The second movement is the big solo, and presents some unique problems, the first among them being tempo - the range of tempos in which this movement is played is so wide that the slow tempo is half that of the fast tempo. If you know which your orchestra/conductor prefers ahead of time, you can practice it at that tempo. Have several breath options in case the tempo does not meet your expectations. At an audition, I recommend a middle ground of around 138 bpm. Plus or minus a few clicks is not important, but being strictly in time is. You can vary the tempo at a performance, with the conductor, but not at an audition. Keep that in mind when sneaking breaths, too. Avoid the issue of repeated p high Ds, and play the whole thing on B-flat clarinet (write it out). This way, you can play side C-sharp in the same partial as the rest of the solo. The mood is melancholy and many of the hairpins seem to be in odd places musically, or seem like they should continue for longer. For example, I recommend no dim. until you reach the written A-flat, and cresc. until that point.

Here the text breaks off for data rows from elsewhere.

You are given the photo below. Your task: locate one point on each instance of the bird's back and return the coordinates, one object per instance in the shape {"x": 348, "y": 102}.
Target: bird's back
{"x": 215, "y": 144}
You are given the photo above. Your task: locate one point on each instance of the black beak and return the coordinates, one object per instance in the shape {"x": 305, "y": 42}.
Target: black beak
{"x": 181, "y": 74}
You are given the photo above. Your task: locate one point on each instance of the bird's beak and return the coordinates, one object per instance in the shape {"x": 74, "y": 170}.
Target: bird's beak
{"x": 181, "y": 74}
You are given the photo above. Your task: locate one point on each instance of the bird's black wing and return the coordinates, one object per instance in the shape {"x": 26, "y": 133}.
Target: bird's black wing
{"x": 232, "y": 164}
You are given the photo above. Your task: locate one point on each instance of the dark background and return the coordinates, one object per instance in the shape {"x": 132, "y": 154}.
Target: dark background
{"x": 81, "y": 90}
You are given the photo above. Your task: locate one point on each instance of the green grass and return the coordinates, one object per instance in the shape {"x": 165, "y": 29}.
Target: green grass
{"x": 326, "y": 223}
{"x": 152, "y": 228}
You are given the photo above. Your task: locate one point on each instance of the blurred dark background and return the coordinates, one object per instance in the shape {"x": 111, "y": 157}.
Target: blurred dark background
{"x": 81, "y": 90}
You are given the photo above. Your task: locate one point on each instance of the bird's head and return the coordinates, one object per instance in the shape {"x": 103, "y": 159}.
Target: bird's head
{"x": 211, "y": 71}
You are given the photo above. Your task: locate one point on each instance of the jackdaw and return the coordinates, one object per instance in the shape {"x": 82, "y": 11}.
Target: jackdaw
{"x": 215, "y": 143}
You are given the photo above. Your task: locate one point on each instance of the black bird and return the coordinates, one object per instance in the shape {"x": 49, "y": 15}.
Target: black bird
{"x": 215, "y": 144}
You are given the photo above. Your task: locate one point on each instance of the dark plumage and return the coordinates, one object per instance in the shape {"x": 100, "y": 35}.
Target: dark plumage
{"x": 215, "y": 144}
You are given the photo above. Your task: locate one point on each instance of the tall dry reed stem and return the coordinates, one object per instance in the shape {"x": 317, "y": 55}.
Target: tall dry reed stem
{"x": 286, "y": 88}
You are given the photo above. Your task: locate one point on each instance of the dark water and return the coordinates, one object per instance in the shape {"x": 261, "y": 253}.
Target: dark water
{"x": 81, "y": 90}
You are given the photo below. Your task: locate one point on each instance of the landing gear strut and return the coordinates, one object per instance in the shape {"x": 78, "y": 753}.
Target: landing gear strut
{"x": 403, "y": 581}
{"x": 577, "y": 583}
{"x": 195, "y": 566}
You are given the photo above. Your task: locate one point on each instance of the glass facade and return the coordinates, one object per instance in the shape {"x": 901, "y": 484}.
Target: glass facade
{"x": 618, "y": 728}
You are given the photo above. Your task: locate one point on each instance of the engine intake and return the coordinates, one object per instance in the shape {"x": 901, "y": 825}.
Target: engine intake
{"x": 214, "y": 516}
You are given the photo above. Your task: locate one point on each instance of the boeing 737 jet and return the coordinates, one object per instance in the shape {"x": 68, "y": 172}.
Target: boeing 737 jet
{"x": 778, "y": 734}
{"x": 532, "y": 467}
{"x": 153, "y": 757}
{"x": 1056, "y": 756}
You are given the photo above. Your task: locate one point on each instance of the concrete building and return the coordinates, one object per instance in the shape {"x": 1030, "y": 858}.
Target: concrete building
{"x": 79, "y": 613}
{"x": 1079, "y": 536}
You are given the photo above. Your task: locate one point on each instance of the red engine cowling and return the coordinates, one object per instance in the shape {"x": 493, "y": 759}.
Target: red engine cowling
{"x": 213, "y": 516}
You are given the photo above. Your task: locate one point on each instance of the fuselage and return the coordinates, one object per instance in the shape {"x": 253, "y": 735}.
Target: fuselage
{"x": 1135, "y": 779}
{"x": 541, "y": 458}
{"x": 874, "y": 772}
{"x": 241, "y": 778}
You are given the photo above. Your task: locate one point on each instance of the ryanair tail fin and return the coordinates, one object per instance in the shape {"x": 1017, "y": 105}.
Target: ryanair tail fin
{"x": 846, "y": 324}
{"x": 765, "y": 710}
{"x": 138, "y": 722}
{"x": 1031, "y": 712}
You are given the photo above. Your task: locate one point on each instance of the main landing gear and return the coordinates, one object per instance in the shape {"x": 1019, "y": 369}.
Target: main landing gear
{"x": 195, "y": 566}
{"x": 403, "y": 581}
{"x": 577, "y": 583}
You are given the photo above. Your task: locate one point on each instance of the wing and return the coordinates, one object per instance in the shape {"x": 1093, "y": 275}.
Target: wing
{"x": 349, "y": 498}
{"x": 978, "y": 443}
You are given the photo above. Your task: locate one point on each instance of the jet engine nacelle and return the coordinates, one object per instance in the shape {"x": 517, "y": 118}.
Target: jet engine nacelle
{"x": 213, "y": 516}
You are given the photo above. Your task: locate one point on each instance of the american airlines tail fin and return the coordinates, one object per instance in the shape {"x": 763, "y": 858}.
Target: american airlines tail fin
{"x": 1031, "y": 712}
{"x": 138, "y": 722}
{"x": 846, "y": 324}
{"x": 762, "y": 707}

Mirror this gesture elsewhere in the solo, such as in measure 8 and 10. The sudden downward dim. such as at the end of measure 4 can be seen as somewhere between a sigh and a sob. Practice the leap to the written high F-sharp, and continue the hairpin from the bar before all the way to the high D two bars later. The next two measures are the only ones this motive has without the cresc. Continue the hairpin dim. to highlight this, and make the high D in measure 24 very soft as a result. Playing that will be much easier as a side C-sharp on the B-flat clarinet. Most auditions end at measure 32, but many continue through the clarinet duet passage that begins there and end at letter A.
The third movement is the typical biting, sardonic, Shostakovich Scherzo, though with a B-flat clarinet where the typical E-flat clarinet solo is, because there is no piccolo clarinet in this symphony. Tempo varies from 112 to 130, so I like to audition at 120. Play up the character by being a little shorter than normal at the beginning, but deceptively nice. Make a huge cresc. in measure 6 on only 6 sixteenth-notes to a biting f. and a great dim. ending your temper tantrum by letter A, where other woodwinds join you. Have the same mood change when reaching f after A and cresc. the final run in measure 16. Moderate the bite of your tone at an audition, and play a real p that you are unlikely to be able to do in a performance. Be careful of rushing the sixteenth-notes, especially when crescendoing. Most auditions end in 17, but many continue to B, 39, or C. If they don't specify, be prepared. It is quite common to slow down in 33 - don't, and of course be rock-steady throughout.